One day when I was at work, we were talking on the phone and I was telling him my grand plan. I blurted out that I needed $3,000 to accomplish it and I had no idea how to do it. My heart hurt so intensely it was clouding other aspects of my life.
He mentioned he was playing in an online poker tournament that night and 1st prize was $3,000 and if he won, he would give it to me. Now I know what you are thinking. I know what I was thinking. He can’t be serious. I mean this is too generous of a gift. What would prompt him to do such a thing? I knew he had feelings for me, (little ones anyways) because we hadn’t known each other that long. I didn’t want to say no.
After work, I went home to do homework, study and make dinner. He kept calling me to give me a play by play. It was more than I could keep up with. I told him good luck, I couldn’t talk on the phone all night because of homework and we would see what happened in the morning…
I woke up to a text message with an attached screenshot of the computer screen. HE WON!!!!!
This just became real. We needed to have a serious talk about it. There would be no way I could accept this gift if he was going to hold it over my head. I couldn’t accept the extremely generous gift if it would come with invisible strings. Our friendship would not survive it. I know plenty of people who use their money for power, control, and to manipulate others. I know myself
He said he wouldn’t and I desperately wanted to believe him. It would take some time for him to get his payout.
We dressed up and went to a Halloween party that year. Halloween is my favorite holiday. We were sitting around the fire and at some point in the night, he made a hurtful/ manipulative/ power comment about giving me the money. It was the moment I was afraid of. I immediately knew I could not accept his generous gift. I told him so and he instantly felt bad and realized his error. He promised he wouldn’t do that and here he was making a comment before I even took the money.
How was I going to deal with this epic disappointment?! I was super depressed. I was discouraged. I was disheartened by the predictability of people and money. I was sad that I wasn’t going to be able to fly up to Oregon and try to get my nieces back. It took several weeks, several apologies and a couple conversations about his recommitment to being comment free before I would accept his gift.
Eventually I agreed and when he received the money, we made plans to meet. He would be at La Zona Rosa with a date when I would roll by in my car. He handed me a small package filled with my dreams. To this day he has never made another comment about it. Thank you with ALL of my being for this mister.
“Covert Operation = get nieces back ” was ready to be put in place.

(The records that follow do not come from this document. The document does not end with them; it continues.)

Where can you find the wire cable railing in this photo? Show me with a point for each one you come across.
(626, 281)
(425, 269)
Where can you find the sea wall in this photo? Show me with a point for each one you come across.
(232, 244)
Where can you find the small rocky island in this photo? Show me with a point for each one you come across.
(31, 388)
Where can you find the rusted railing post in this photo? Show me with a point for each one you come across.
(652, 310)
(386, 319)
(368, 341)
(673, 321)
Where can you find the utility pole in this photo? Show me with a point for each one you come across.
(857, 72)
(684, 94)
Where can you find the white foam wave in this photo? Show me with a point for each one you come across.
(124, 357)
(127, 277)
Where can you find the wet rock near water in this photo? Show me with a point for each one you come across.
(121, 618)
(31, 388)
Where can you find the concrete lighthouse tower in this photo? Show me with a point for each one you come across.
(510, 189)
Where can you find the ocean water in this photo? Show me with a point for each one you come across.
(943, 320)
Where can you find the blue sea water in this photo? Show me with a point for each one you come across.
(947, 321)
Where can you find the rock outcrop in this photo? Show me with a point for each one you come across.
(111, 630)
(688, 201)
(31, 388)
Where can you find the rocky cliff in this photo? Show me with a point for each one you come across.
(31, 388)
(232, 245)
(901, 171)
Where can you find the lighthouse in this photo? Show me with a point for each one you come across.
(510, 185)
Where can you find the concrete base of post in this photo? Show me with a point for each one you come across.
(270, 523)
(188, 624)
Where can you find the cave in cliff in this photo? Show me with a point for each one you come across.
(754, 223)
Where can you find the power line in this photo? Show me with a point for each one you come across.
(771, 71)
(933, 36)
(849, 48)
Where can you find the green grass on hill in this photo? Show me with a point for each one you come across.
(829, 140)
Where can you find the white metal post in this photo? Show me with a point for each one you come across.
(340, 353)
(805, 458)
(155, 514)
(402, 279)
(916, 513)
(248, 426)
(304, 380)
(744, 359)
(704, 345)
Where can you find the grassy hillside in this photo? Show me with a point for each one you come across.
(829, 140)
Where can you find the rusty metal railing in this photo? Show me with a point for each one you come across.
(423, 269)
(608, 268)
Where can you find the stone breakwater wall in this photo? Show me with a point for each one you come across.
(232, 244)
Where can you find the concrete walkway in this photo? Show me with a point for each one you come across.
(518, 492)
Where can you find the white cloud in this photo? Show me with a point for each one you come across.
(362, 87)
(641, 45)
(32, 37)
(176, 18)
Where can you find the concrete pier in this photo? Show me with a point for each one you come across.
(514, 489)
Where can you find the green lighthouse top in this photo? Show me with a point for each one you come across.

I couldn’t be more grateful. I am truly inspired by his generosity. I’m not sure I could have done the same. I mean, I am a generous person. I’m always giving things away or feeding people. I would take the time to help others when and where I can. Three thousand dollars is a lot of money though.
They say you get what you give. This couldn’t be more true in this story.
A few weeks after he gave me all that money, his boss called him into his office to let him know that a couple customers had called in raving about him. He had received a few positive reviews. He was a loyal, hard working, nice employee.
He got a bonus that year.
Guess how much…..
You know it.
Love you friend. You deserve all good things! Happy we still talk and that I got to see you last year after not seeing you for eight years ❤
Update- as of the posting of this blog, he hasn’t returned my phone calls nor called me. This makes my heart very sad and I don’t understand.